Unique 3,00-Year-Old Carnoustie Bronze Age Sword With Gold Ornament Discovered In Angus, Scotland

– Archaeologists in Angus, Scotland have reason to be excited. They have unearthed a 3,000-year-old spearhead embellished with gold. The artifact was used as a weapon and scientists call it the “find of a lifetime.” The presence of gold ornament on the spearhead makes it an exceptional find,

Named the Carnoustie Bronze Age sword, the artifact was found during an excavation of land at Carnoustie in Angus which is due to be turned into two football pitches.

According to Alan Hunter Blair, project officer at GUARD Archaeology, the spearhead was one of only a “handful” that had been found across Britain and Ireland and was of international significance.

The sword was part of a part of a wider hoard and it suggests the region in North East was inhabited warrrior-led society.

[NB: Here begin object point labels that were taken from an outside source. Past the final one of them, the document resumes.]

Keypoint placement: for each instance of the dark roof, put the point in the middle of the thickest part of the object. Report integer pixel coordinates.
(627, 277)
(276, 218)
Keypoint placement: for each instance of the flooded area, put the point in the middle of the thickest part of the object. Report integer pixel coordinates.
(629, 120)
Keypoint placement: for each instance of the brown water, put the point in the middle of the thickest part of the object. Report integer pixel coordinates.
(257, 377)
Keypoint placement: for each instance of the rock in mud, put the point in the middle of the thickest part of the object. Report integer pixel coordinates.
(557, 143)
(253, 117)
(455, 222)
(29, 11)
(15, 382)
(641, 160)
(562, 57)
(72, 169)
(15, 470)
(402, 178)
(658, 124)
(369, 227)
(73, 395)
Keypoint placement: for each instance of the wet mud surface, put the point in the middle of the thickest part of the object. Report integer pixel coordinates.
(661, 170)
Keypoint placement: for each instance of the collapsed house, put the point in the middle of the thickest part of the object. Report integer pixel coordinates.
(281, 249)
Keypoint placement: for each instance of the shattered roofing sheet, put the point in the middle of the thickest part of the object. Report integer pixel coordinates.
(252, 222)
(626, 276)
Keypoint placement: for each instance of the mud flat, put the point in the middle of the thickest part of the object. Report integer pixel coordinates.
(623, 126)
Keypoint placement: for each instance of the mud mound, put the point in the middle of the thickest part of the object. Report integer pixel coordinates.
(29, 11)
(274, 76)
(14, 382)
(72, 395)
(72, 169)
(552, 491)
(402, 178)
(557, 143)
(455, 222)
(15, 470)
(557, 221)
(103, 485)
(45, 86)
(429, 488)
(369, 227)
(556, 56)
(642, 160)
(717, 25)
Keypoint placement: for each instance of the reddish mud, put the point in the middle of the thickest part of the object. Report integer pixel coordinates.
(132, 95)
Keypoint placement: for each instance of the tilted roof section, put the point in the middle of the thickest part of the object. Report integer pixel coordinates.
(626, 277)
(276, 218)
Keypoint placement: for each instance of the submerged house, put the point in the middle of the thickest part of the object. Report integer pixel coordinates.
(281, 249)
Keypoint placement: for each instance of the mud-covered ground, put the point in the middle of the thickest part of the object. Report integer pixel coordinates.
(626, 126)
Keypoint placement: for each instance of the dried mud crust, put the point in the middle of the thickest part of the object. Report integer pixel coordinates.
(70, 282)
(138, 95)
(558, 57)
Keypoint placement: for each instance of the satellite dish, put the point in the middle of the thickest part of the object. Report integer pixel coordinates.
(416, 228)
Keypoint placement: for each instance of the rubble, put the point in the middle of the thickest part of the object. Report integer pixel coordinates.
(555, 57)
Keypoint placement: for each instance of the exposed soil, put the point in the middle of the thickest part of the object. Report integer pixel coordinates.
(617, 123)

“The hoard of artefacts, which are around three thousand years old, is the find of a lifetime. It is very unusual to recover such artefacts in a modern archaeological excavation, which can reveal so much about the context of its burial,” Blair said.

He thinks that gold decoration was probably added to this bronze spearhead to exalt it both through the material’s rarity and its visual impact.

Within Britain and Ireland, only a handful of such spearheads are known – among them a weapon hoard found in 1963 at Pyotdykes Farm to the west of Dundee.

These two weapon hoards from Angus – found less than two miles apart – hint at the wealth of the local warrior society during the centuries around 1000-800 BC.

Further excavations in the area can shed more light on the warrior society and the remarkable ancient sword.